If you want to write a first person narrative, then look no further than Raymond Chandler. The High Window was the first Philip Marlowe novel I read and Chandler is every bit as brilliant as people say. Marlowe is called to the home of Elizabeth Murdock, a bitter and contemptuous old woman who is still trying to call the shots in her wayward family. It turns out that an heirloom has gone missing, a very valuable coin called the Brasher Dubloon, and Mrs Murdock suspects the nightclub-singer wife of her son, a starlet who rejoices in the name of Linda Conquest.
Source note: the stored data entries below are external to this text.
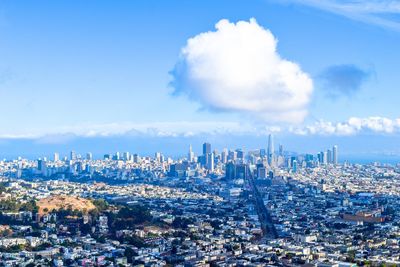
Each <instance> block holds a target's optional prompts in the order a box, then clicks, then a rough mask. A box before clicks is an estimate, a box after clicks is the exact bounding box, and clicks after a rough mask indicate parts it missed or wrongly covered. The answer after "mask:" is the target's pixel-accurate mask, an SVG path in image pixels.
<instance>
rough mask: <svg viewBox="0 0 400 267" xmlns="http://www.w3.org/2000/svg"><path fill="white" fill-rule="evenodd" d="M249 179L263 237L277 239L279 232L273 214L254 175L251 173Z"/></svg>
mask: <svg viewBox="0 0 400 267" xmlns="http://www.w3.org/2000/svg"><path fill="white" fill-rule="evenodd" d="M248 180H249V184H250V187H251V188H252V192H253V197H254V200H255V206H256V210H257V214H258V217H259V219H260V223H261V229H262V231H263V239H275V238H277V237H278V234H277V232H276V229H275V226H274V224H273V223H272V219H271V215H270V213H269V211H268V209H267V208H266V207H265V205H264V201H263V198H262V196H261V194H260V192H259V191H258V188H257V186H256V184H255V181H254V178H253V177H252V175H249V178H248Z"/></svg>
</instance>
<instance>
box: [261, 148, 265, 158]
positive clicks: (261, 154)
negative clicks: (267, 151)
mask: <svg viewBox="0 0 400 267" xmlns="http://www.w3.org/2000/svg"><path fill="white" fill-rule="evenodd" d="M265 155H266V153H265V149H264V148H261V149H260V158H265Z"/></svg>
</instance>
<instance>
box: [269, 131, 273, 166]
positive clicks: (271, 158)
mask: <svg viewBox="0 0 400 267" xmlns="http://www.w3.org/2000/svg"><path fill="white" fill-rule="evenodd" d="M267 153H268V154H267V157H268V165H269V166H273V164H274V136H273V135H272V134H270V135H269V136H268V148H267Z"/></svg>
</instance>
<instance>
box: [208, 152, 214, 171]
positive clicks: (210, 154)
mask: <svg viewBox="0 0 400 267" xmlns="http://www.w3.org/2000/svg"><path fill="white" fill-rule="evenodd" d="M206 167H207V169H208V170H209V171H211V172H213V171H214V153H208V154H207V166H206Z"/></svg>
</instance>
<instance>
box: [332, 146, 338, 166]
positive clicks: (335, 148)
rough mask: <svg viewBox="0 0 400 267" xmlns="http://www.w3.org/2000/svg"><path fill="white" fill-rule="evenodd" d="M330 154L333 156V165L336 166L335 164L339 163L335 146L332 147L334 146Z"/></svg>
mask: <svg viewBox="0 0 400 267" xmlns="http://www.w3.org/2000/svg"><path fill="white" fill-rule="evenodd" d="M332 153H333V155H332V159H333V164H335V165H336V164H338V163H339V161H338V152H337V145H334V146H333V149H332Z"/></svg>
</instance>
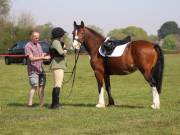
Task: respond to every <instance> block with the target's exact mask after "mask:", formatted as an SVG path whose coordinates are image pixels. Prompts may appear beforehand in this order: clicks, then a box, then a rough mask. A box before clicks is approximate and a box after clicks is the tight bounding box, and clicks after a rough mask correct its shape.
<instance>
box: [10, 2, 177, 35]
mask: <svg viewBox="0 0 180 135" xmlns="http://www.w3.org/2000/svg"><path fill="white" fill-rule="evenodd" d="M23 12H24V13H27V14H31V16H32V17H33V18H34V20H35V23H36V24H45V23H48V22H51V23H52V24H53V25H54V26H55V27H56V26H60V27H62V28H64V29H65V30H66V31H67V32H69V33H71V32H72V30H73V22H74V21H76V22H77V24H79V23H80V21H81V20H82V21H84V23H85V25H95V26H98V27H100V28H101V29H103V31H104V32H105V33H108V32H109V31H110V30H113V29H115V28H117V29H119V28H126V27H128V26H136V27H140V28H143V29H144V30H145V31H146V32H147V33H148V35H151V34H153V35H157V30H158V29H159V28H160V27H161V26H162V24H163V23H165V22H167V21H175V22H176V23H177V24H178V26H179V27H180V0H11V16H14V17H18V16H19V15H20V14H22V13H23Z"/></svg>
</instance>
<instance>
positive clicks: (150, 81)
mask: <svg viewBox="0 0 180 135" xmlns="http://www.w3.org/2000/svg"><path fill="white" fill-rule="evenodd" d="M143 75H144V78H145V79H146V80H147V81H148V83H149V84H150V86H151V88H152V96H153V104H152V105H151V108H153V109H160V98H159V93H158V91H157V87H156V81H155V79H154V78H153V76H152V73H151V70H145V72H144V74H143Z"/></svg>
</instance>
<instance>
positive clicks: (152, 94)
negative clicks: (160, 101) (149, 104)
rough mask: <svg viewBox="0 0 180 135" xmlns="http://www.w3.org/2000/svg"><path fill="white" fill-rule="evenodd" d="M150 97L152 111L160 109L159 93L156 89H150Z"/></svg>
mask: <svg viewBox="0 0 180 135" xmlns="http://www.w3.org/2000/svg"><path fill="white" fill-rule="evenodd" d="M152 95H153V104H152V105H151V107H152V108H153V109H160V99H159V93H158V91H157V89H156V87H152Z"/></svg>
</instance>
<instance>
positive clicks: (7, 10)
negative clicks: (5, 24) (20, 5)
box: [0, 0, 10, 19]
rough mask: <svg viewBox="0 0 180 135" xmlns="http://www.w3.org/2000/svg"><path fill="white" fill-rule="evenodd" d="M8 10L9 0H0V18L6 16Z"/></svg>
mask: <svg viewBox="0 0 180 135" xmlns="http://www.w3.org/2000/svg"><path fill="white" fill-rule="evenodd" d="M9 10H10V1H9V0H0V19H2V18H4V17H6V16H7V15H8V13H9Z"/></svg>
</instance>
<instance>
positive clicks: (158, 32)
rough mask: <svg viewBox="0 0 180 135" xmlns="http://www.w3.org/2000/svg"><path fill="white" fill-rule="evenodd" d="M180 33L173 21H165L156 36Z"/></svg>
mask: <svg viewBox="0 0 180 135" xmlns="http://www.w3.org/2000/svg"><path fill="white" fill-rule="evenodd" d="M178 33H179V34H180V29H179V28H178V25H177V23H176V22H174V21H169V22H165V23H164V24H163V25H162V26H161V28H160V29H159V30H158V37H159V38H160V39H163V38H165V37H166V36H167V35H169V34H178Z"/></svg>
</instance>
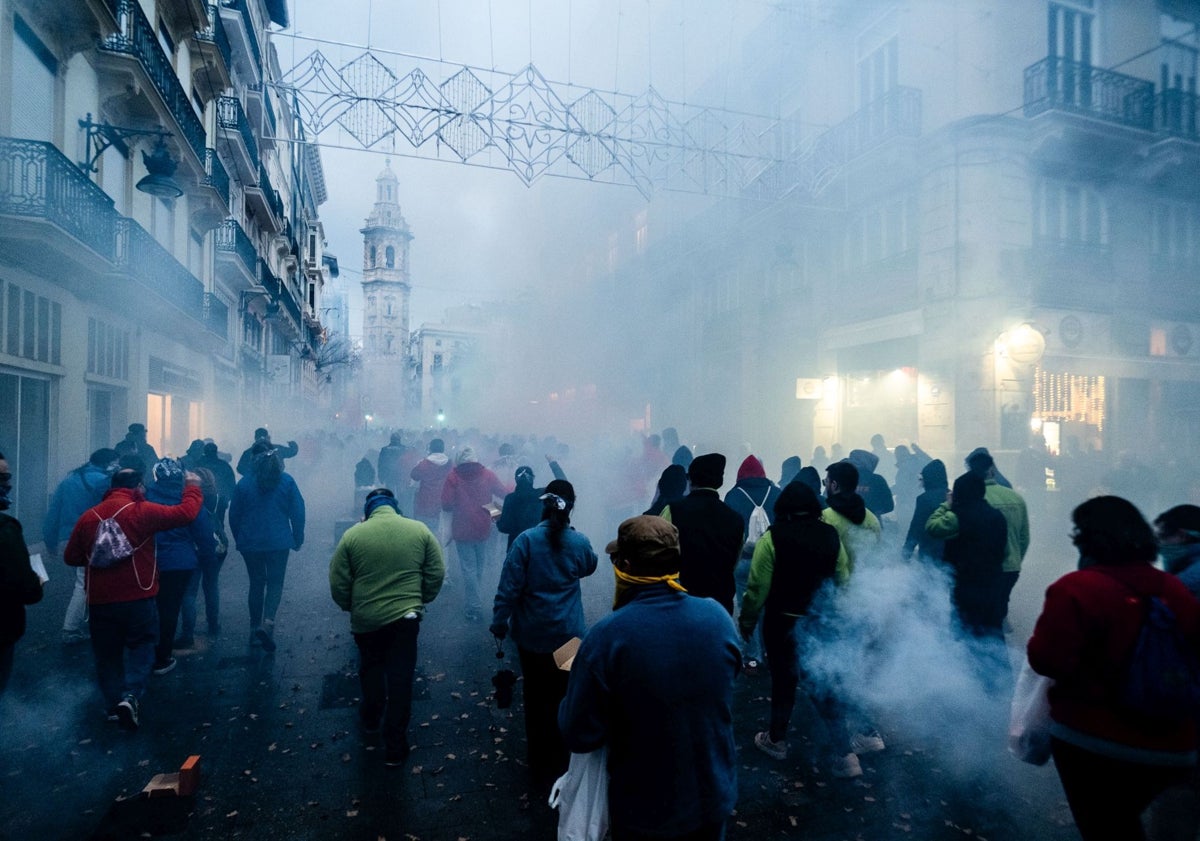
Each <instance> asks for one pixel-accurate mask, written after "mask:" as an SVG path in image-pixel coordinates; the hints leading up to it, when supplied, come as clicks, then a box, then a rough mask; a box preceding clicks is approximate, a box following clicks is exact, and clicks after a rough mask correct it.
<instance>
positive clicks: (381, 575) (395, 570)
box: [329, 505, 445, 633]
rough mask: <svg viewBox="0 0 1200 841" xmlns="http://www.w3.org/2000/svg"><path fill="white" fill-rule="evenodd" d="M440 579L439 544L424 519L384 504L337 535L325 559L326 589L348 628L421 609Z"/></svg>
mask: <svg viewBox="0 0 1200 841" xmlns="http://www.w3.org/2000/svg"><path fill="white" fill-rule="evenodd" d="M443 578H445V563H444V561H443V559H442V547H440V546H439V545H438V541H437V539H436V537H434V536H433V533H432V531H430V529H428V527H426V525H425V523H421V522H420V521H416V519H408V518H406V517H401V516H400V515H398V513H396V511H395V510H392V509H391V507H389V506H386V505H383V506H380V507H377V509H376V510H374V511H372V512H371V516H370V517H368V518H367V519H366V521H364V522H361V523H358V524H356V525H352V527H350V528H349V529H347V531H346V534H343V535H342V539H341V541H338V543H337V548H336V549H334V558H332V559H331V560H330V561H329V591H330V595H332V597H334V601H335V602H337V606H338V607H341V608H342V609H343V611H349V612H350V631H353V632H354V633H368V632H370V631H378V630H379V629H380V627H383V626H384V625H389V624H391V623H394V621H396V620H397V619H401V618H402V617H404V614H407V613H410V612H414V613H416V614H418V615H420V614H422V613H424V612H425V606H426V605H428V603H430V602H431V601H433V600H434V599H436V597H437V595H438V591H439V590H440V589H442V581H443Z"/></svg>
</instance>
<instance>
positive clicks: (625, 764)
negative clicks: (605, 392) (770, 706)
mask: <svg viewBox="0 0 1200 841" xmlns="http://www.w3.org/2000/svg"><path fill="white" fill-rule="evenodd" d="M738 534H739V535H740V529H739V531H738ZM679 548H680V547H679V530H678V529H677V528H676V527H674V525H673V524H671V523H668V522H667V521H665V519H662V518H661V517H654V516H648V515H642V516H638V517H631V518H630V519H626V521H624V522H623V523H622V524H620V527H619V528H618V530H617V539H616V540H614V541H612V542H611V543H608V546H607V548H606V551H607V553H608V554H610V555H611V558H612V564H613V572H614V575H616V577H617V600H616V608H614V609H613V612H612V613H610V614H608V615H606V617H604V618H602V619H600V621H598V623H596V624H595V625H593V627H592V630H589V631H588V633H587V636H586V637H583V642H582V643H580V649H578V653H577V654H576V655H575V662H574V663H572V666H571V672H570V679H569V680H568V686H566V697H565V698H564V699H563V703H562V705H560V707H559V709H558V726H559V729H562V732H563V739H564V741H565V743H566V746H568V749H569V750H571V751H574V752H577V753H586V752H590V751H594V750H598V749H600V747H607V751H608V817H610V823H611V830H612V837H613V841H624V840H628V839H649V837H653V839H690V840H695V841H716V840H718V839H721V837H724V834H725V822H726V819H727V818H728V816H730V813H731V812H732V811H733V807H734V806H736V805H737V792H738V781H737V749H736V745H734V740H733V684H734V680H736V679H737V675H738V672H739V671H740V667H742V649H740V644H739V641H738V635H737V629H736V627H734V625H733V620H732V619H731V618H730V615H728V613H727V612H726V611H725V609H722V607H721V606H720V605H718V603H715V602H714V601H713V600H710V599H697V597H695V596H694V595H690V594H689V593H686V591H685V590H684V589H683V585H682V584H680V581H679V566H680V551H679Z"/></svg>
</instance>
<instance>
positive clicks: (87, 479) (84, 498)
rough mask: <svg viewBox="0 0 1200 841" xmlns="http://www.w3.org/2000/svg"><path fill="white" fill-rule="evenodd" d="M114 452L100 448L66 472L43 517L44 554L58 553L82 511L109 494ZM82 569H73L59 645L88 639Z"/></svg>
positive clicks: (87, 630) (83, 582) (74, 642)
mask: <svg viewBox="0 0 1200 841" xmlns="http://www.w3.org/2000/svg"><path fill="white" fill-rule="evenodd" d="M116 458H118V455H116V450H110V449H108V447H101V449H100V450H96V451H95V452H92V453H91V457H90V458H89V459H88V462H86V463H85V464H80V465H79V467H77V468H76V469H73V470H72V471H71V473H68V474H67V475H66V476H65V477H64V479H62V481H61V482H59V485H58V487H55V488H54V494H53V495H52V497H50V504H49V507H47V509H46V517H43V518H42V540H43V541H46V552H47V554H50V555H54V554H58V551H59V546H61V545H64V543H66V541H67V540H68V539H70V537H71V531H72V529H74V524H76V522H77V521H78V519H79V517H80V515H83V512H84V511H86V510H88V509H90V507H91V506H92V505H96V504H97V503H98V501H100V500H101V499H103V498H104V494H106V493H107V492H108V487H109V481H110V479H109V476H110V474H112V473H113V470H114V469H115V468H116ZM83 583H84V575H83V567H80V569H78V570H76V585H74V589H73V590H72V591H71V601H70V602H68V603H67V612H66V614H65V615H64V617H62V642H64V643H67V644H71V643H77V642H83V641H84V639H86V638H88V595H86V594H85V593H84V589H83Z"/></svg>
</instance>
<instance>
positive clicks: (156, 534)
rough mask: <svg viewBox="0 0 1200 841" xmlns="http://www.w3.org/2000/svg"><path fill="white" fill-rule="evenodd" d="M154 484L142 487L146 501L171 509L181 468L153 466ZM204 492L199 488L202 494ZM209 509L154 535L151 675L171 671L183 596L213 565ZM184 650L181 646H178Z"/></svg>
mask: <svg viewBox="0 0 1200 841" xmlns="http://www.w3.org/2000/svg"><path fill="white" fill-rule="evenodd" d="M151 475H152V476H154V481H152V482H151V483H150V485H149V486H146V499H148V500H149V501H151V503H158V504H160V505H175V504H178V503H180V501H182V499H184V467H182V465H181V464H180V463H179V462H176V461H175V459H173V458H163V459H160V461H158V462H155V465H154V468H152V470H151ZM197 475H199V474H197ZM203 492H204V488H203V486H202V487H200V493H202V494H203ZM214 533H215V527H214V524H212V515H211V513H210V512H209V509H208V507H206V506H204V505H200V511H199V513H197V515H196V518H194V519H193V521H192V522H190V523H188V524H187V525H180V527H176V528H173V529H166V530H163V531H158V533H157V534H156V535H155V557H156V559H157V563H158V595H157V596H156V597H155V600H156V606H157V608H158V644H157V647H156V648H155V659H154V666H152V667H151V671H152V672H154V674H160V675H161V674H167V673H168V672H170V671H172V669H173V668H175V662H176V661H175V657H174V656H172V651H173V649H174V645H175V626H176V625H178V624H179V612H180V609H181V608H182V605H184V596H185V595H186V593H187V588H188V585H190V584H191V582H192V578H193V577H194V576H198V575H199V567H200V566H211V565H212V564H214V563H215V561H216V555H217V541H216V536H215V534H214ZM180 648H184V645H180Z"/></svg>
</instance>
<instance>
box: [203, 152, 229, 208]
mask: <svg viewBox="0 0 1200 841" xmlns="http://www.w3.org/2000/svg"><path fill="white" fill-rule="evenodd" d="M200 185H202V186H204V187H208V188H209V190H211V191H212V192H214V193H215V194H216V197H217V199H218V200H220V203H221V208H223V209H224V210H226V212H228V211H229V173H227V172H226V169H224V164H223V163H221V158H220V157H217V150H216V149H205V150H204V176H203V178H202V179H200Z"/></svg>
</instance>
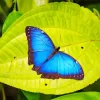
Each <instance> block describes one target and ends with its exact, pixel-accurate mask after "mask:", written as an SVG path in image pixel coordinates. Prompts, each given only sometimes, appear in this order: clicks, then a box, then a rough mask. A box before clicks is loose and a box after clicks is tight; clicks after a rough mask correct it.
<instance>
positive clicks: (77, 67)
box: [38, 52, 84, 80]
mask: <svg viewBox="0 0 100 100" xmlns="http://www.w3.org/2000/svg"><path fill="white" fill-rule="evenodd" d="M38 71H39V72H38V73H41V74H42V77H44V78H51V79H57V78H72V79H78V80H80V79H83V77H84V73H83V70H82V67H81V65H80V64H79V63H78V62H77V61H76V60H75V59H74V58H72V57H71V56H69V55H67V54H65V53H63V52H57V53H56V54H55V55H54V56H53V57H52V58H51V59H49V60H48V61H47V62H45V63H44V64H43V65H42V66H41V67H40V69H39V70H38Z"/></svg>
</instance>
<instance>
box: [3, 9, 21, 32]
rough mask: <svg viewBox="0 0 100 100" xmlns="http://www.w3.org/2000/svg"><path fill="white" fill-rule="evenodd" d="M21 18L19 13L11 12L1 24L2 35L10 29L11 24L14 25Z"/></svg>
mask: <svg viewBox="0 0 100 100" xmlns="http://www.w3.org/2000/svg"><path fill="white" fill-rule="evenodd" d="M21 16H22V14H21V13H20V12H18V11H15V10H14V11H12V12H11V13H10V14H9V15H8V17H7V18H6V20H5V22H4V24H3V28H2V33H4V32H5V31H6V30H7V29H8V28H9V27H10V25H12V23H14V22H15V21H16V20H17V19H18V18H19V17H21Z"/></svg>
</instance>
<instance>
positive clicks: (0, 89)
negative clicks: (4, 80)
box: [0, 83, 3, 92]
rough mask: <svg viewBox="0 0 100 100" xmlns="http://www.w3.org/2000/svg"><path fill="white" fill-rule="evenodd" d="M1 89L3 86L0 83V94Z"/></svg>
mask: <svg viewBox="0 0 100 100" xmlns="http://www.w3.org/2000/svg"><path fill="white" fill-rule="evenodd" d="M2 88H3V85H2V83H0V92H1V90H2Z"/></svg>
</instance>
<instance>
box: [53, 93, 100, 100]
mask: <svg viewBox="0 0 100 100" xmlns="http://www.w3.org/2000/svg"><path fill="white" fill-rule="evenodd" d="M99 99H100V92H78V93H73V94H67V95H64V96H60V97H58V98H55V99H52V100H99Z"/></svg>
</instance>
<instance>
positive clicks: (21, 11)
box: [17, 0, 48, 13]
mask: <svg viewBox="0 0 100 100" xmlns="http://www.w3.org/2000/svg"><path fill="white" fill-rule="evenodd" d="M47 3H48V0H28V1H26V0H17V5H18V11H20V12H21V13H25V12H27V11H29V10H31V9H35V8H36V7H38V6H40V5H43V4H47Z"/></svg>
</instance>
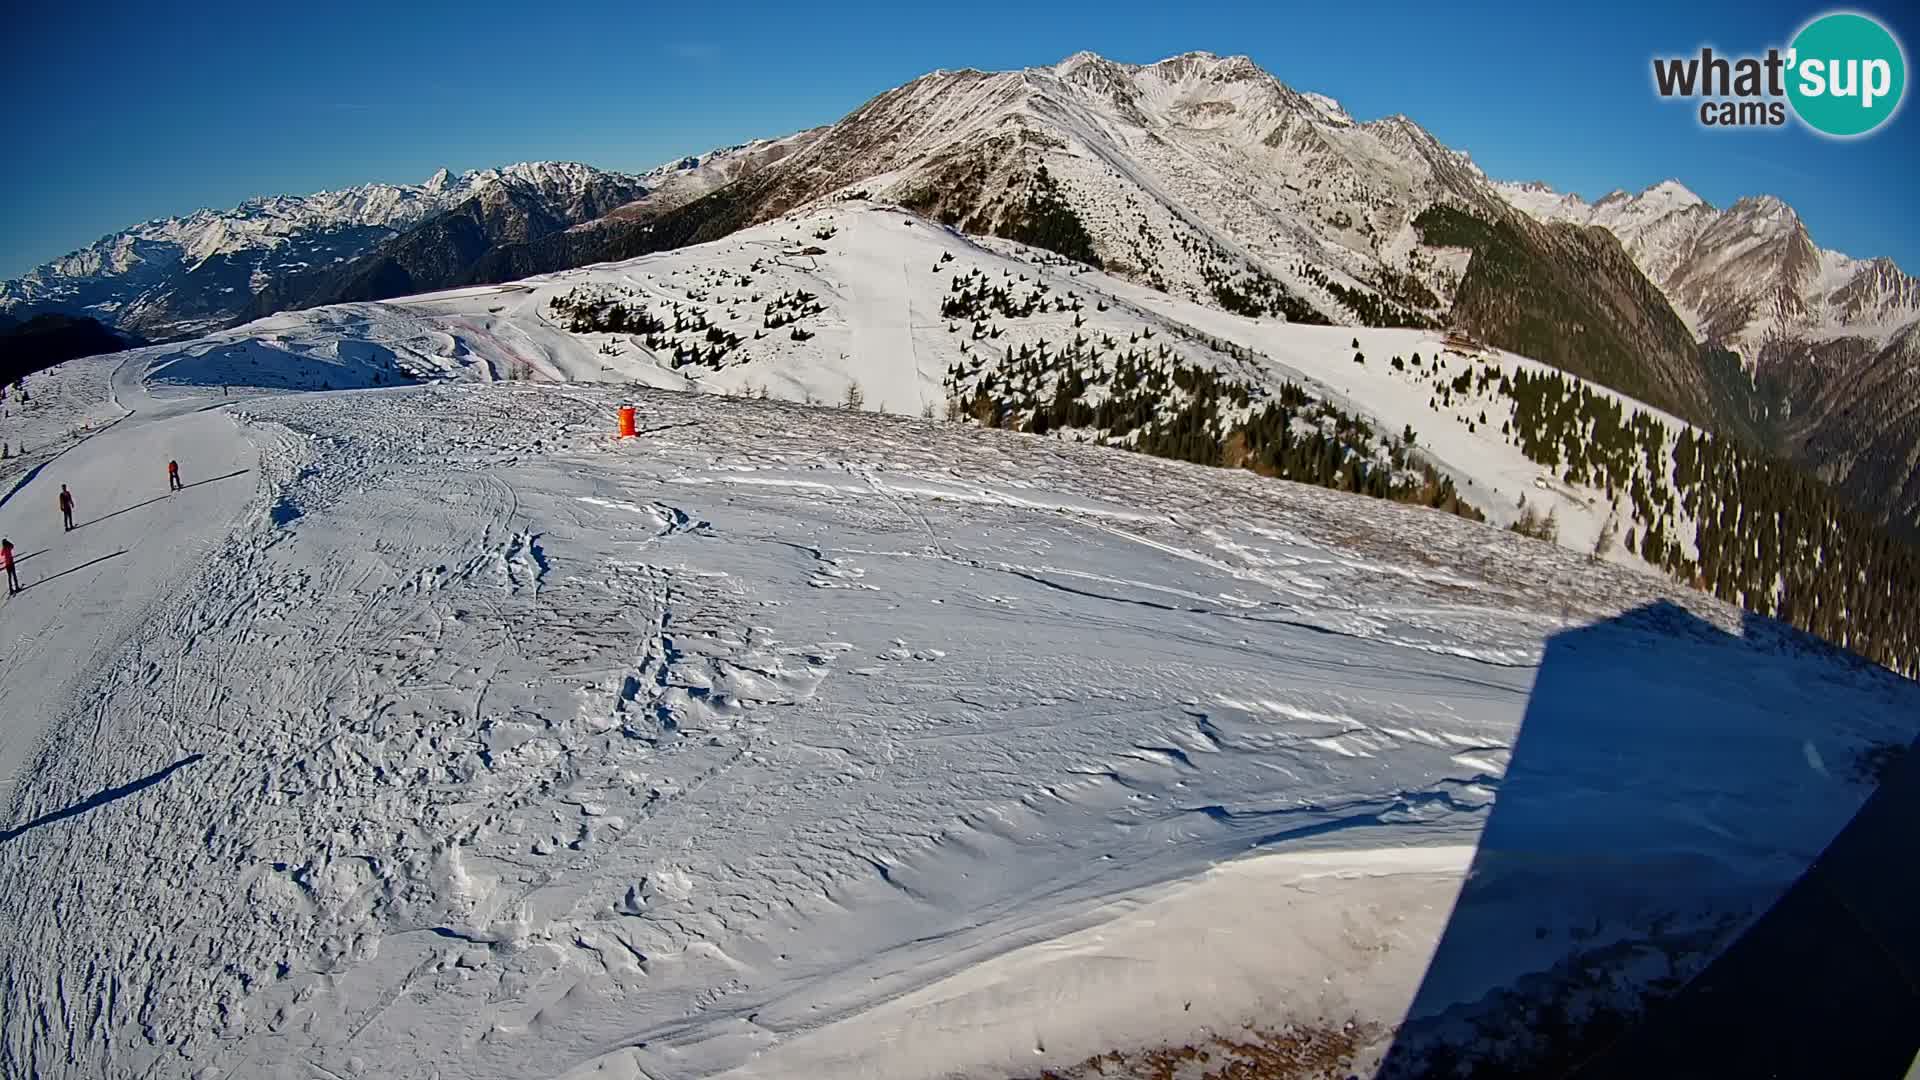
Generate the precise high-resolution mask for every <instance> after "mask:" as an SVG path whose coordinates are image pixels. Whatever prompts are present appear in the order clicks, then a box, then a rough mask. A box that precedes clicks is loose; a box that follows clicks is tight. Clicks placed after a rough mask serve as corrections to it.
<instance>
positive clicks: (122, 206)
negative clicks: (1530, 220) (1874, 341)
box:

This is a very convenient suspicion, as Linda has recently separated from her husband and disappeared, and it suits Mrs Murdock to throw the blame outside the walls of the family fortress. But of course, as soon as Marlowe goes digging, the bodies pile up and the quarry comes ever closer to home. It’s not just that the prose is fantastic – and it is – it’s what Chandler does with it that’s so clever. Every sentence moves the story along, adds to the characterisation of Marlowe, and says something about the action and the time. I loved the way that this supposedly badass private eye is shown to be so tender in his human sympathies by the way he reacts to the people he comes across. There’s a fine ethical conscience at work, sifting the bad guys from the unlucky ones. Well, they’re called modern classics for a reason, and if there isn’t such a term as Golden Age Noir, there ought to be, and Chandler could wear the crown and the sash.